Durante boa parte dos últimos dois anos, a tecnologia era uma maneira simples de explicar o crescimento dos lucros das empresas listadas nas bolsas americanas. E, dentro dela, a inteligência artificial. Agora, os números do segundo trimestre de 2026 começam a contar uma história diferente, de acordo com levantamento do Deutsche Bank.

Há um ano, as megacaps - empresas com valor de mercado superior a US$ 200 bilhões - e as companhias de tecnologia respondiam por 90% da expansão dos lucros do S&P 500. Entre abril e junho deste ano, essa participação caiu para 55%. O restante do índice, que contribuía com apenas 10%, passou a responder por 45%.

Esse crescimento vem, justamente, das empresas da economia tradicional como bancos, indústria, energia, logística e consumo. O Deutsche Bank afirma que o boom ficou grande demais para ser chamado apenas de boom da IA.

Os estrategistas do banco alemão analisaram os números de empresas nas principais regiões do mundo e os comentários feitos nas teleconferências de resultados de mais de 300 companhias, de diferentes setores e países no segundo trimestre.

Os números mostram uma aceleração dos resultados. O crescimento global dos lucros passou de 26,1% no primeiro para 39,1% no segundo trimestre. Até este momento é o maior ritmo registrado pelo banco fora dos períodos de recuperação de recessões e do rebote da pandemia.

Nos Estados Unidos, 89% das empresas superaram as projeções de lucro dos analistas. No Japão, foram 78%. Na Europa, 65%, e nos mercados emergentes, 60% - a abrangência das surpresas positivas foi recorde nos Estados Unidos e no Japão.

A inteligência artificial permanece no centro dessa expansão. Andy Jassy, CEO da Amazon, chamou o momento do AWS de um boom. A divisão de computação em nuvem cresceu 36,7% na comparação anual, acelerando pelo quinto trimestre consecutivo e alcançando sua maior expansão em 18 trimestres.

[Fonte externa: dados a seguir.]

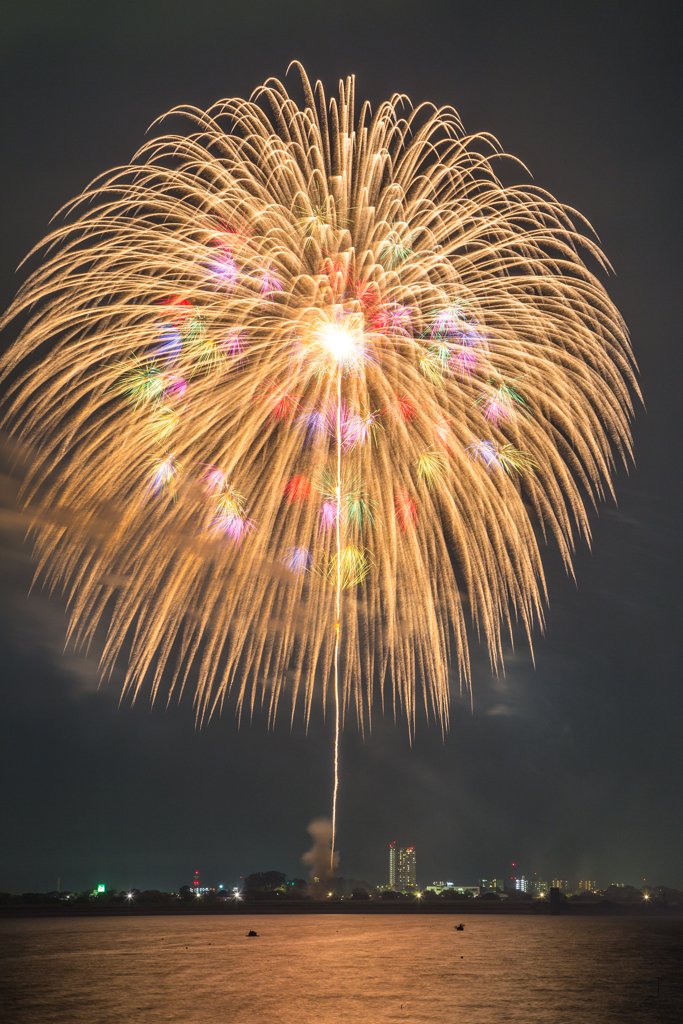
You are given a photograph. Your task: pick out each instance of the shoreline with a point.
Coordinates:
(272, 907)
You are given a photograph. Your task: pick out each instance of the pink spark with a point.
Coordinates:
(328, 515)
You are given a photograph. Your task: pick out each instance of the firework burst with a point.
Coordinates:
(391, 364)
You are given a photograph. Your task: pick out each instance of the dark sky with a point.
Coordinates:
(572, 768)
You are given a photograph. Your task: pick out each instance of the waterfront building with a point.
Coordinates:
(402, 867)
(449, 887)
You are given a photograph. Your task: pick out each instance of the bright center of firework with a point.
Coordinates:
(340, 343)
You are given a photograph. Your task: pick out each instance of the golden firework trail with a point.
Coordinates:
(300, 386)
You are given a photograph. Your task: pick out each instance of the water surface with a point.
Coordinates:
(340, 970)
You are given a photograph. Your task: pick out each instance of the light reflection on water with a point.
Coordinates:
(340, 970)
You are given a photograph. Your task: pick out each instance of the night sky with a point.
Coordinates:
(571, 768)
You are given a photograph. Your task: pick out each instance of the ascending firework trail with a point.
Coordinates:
(297, 386)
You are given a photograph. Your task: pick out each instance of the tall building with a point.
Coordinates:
(496, 884)
(402, 867)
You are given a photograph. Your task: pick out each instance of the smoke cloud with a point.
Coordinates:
(318, 855)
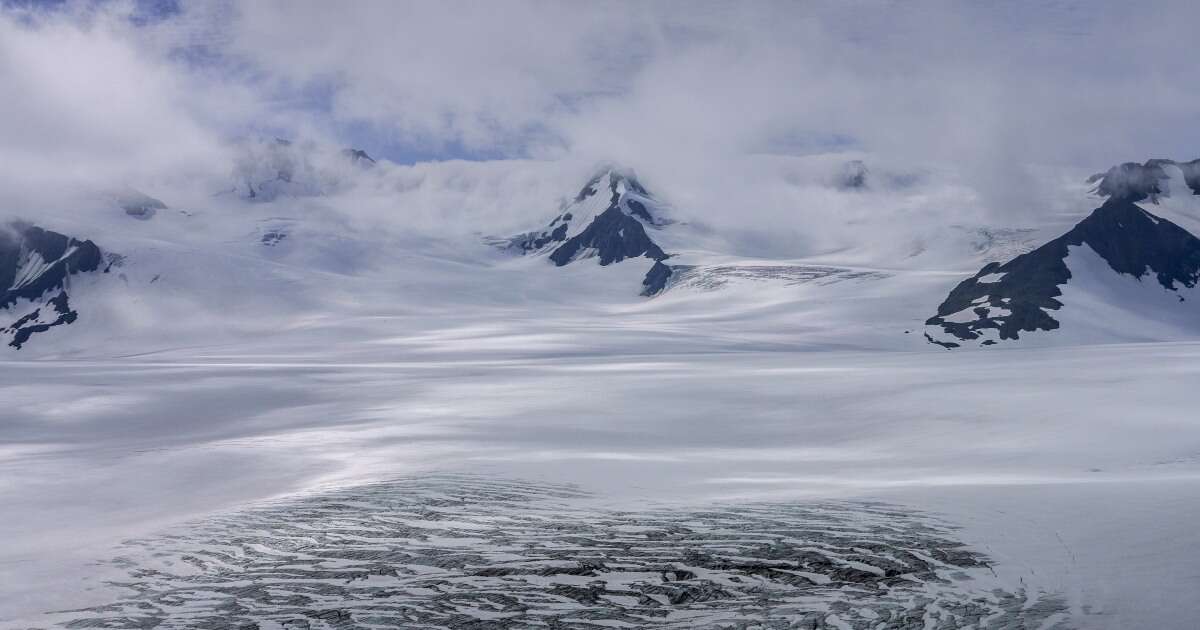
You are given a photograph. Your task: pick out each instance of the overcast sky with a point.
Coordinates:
(113, 89)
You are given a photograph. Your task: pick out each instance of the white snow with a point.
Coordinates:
(210, 371)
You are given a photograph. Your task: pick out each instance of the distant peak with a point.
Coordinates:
(1133, 181)
(358, 156)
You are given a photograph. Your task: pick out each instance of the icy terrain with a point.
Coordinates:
(283, 412)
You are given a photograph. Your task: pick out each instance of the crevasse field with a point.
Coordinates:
(365, 427)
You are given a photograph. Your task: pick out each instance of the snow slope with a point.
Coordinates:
(303, 353)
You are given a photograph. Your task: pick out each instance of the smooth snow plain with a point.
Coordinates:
(1074, 468)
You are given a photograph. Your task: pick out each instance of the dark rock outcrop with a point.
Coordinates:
(1024, 293)
(657, 279)
(616, 233)
(35, 263)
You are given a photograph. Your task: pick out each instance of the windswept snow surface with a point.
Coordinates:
(474, 436)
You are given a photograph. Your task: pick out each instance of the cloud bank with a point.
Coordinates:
(721, 105)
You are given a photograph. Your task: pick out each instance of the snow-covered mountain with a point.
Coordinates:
(612, 219)
(36, 267)
(1127, 271)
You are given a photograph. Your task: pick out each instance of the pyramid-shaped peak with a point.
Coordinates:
(612, 179)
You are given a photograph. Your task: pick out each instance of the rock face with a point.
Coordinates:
(611, 220)
(1024, 294)
(36, 267)
(1134, 181)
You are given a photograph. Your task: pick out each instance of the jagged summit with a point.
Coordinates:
(1134, 183)
(1119, 241)
(35, 267)
(612, 220)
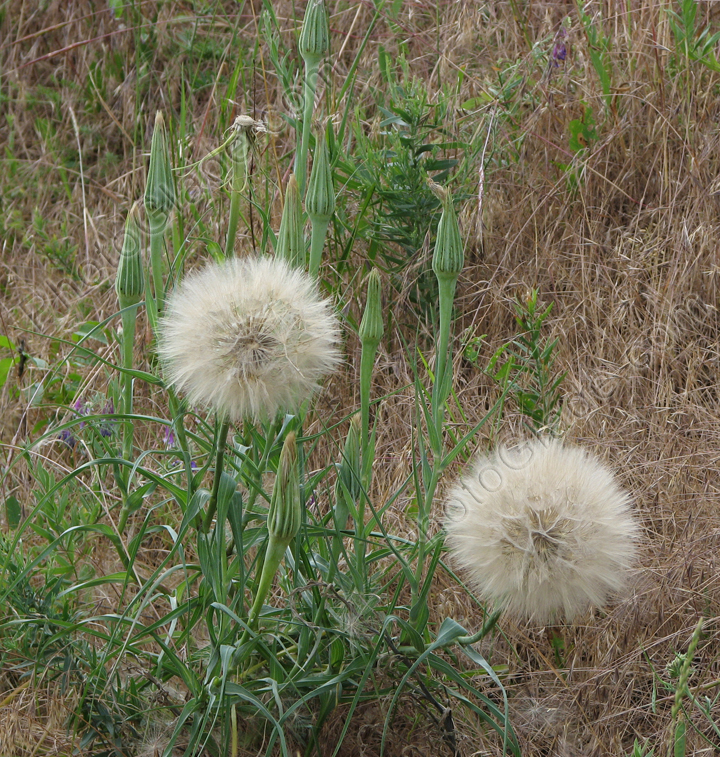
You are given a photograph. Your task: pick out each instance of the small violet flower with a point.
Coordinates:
(66, 437)
(559, 52)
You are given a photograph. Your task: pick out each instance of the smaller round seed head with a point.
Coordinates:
(249, 337)
(543, 530)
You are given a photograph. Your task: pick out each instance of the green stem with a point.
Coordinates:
(212, 502)
(317, 242)
(273, 557)
(129, 317)
(157, 235)
(235, 198)
(309, 89)
(488, 625)
(439, 395)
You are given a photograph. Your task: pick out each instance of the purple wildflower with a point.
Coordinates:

Mark Zuckerberg disse que a Meta continua investindo agressivamente em infraestrutura para acompanhar o aumento do uso de IA em seus produtos.

E Stephen Schwarzman, CEO da Blackstone, afirmou que o principal responsável pelos fortes resultados da gestora continua sendo o grande volume de investimentos feitos em áreas relacionadas à inteligência artificial, entre elas data centers, energia e geração elétrica.

Nas demais calls de resultado, a expressão broad-based (algo como disseminado ou espalhado) se repetiu entre CEOs e CFOs. O Deutsche Bank chama o fenômeno de cyclical multiplier effect, ou seja, diferentes indústrias começam a impulsionar umas às outras e a recuperar áreas que ficaram para trás.

De acordo com o estudo, o crescimento dos lucros das empresas deixou de ficar concentrado. No S&P 500, todos os setores caminhavam para uma expansão positiva no segundo trimestre. E sete dos 11 apresentavam expansão de dois dígitos.

No recorte global, dez dos 11 setores registravam crescimento de lucro de dois dígitos, com o imobiliário sendo a única exceção.

Tecnologia continua crescendo em ritmo extraordinário, mas setores mais tradicionais também entraram no jogo. Nos Estados Unidos, o lucro das empresas financeiras avançou 19,8% e o das industriais, 16,3%. Nos mercados emergentes, as altas foram de 27% e 26,4%, respectivamente.

Consumidor: regra ou exceção

As empresas que vendem diretamente para o consumidor estão menos otimistas. General Mills e Nike, por exemplo, disseram em suas teleconferências que o consumidor está pressionado.

A General Mills observou maior busca por promoções e mudanças entre tamanhos de embalagem e canais. A Nike atribuiu parte da queda de dois dígitos nas vendas de sportswear à pressão sobre consumidores ao redor do mundo.

Em contrapartida, a Visa afirmou que o ambiente de consumo permanece forte e resiliente e disse não ter identificado enfraquecimento nem mesmo nas faixas inferiores de gastos.

A Mastercard foi pelo mesmo caminho e observou tendências positivas tanto no público de massa quanto entre consumidores de maior renda. O Bank of America continua registrando atividade forte nos gastos de seus clientes.

De acordo com o estudo do Deutsche, parte do que algumas empresas estão chamando de problema macroeconômico pode ser, na realidade, um problema micro, ou seja, de preço, categoria, produto, execução ou perda de participação de mercado.

Segundo o banco alemão, o lucro por ação do S&P 500 está hoje 14% acima da tendência observada ao longo de mais de 90 anos. A última vez que o índice esteve tão distante dessa tendência foi em 1955. E, pelas projeções, a distância ainda aumentará.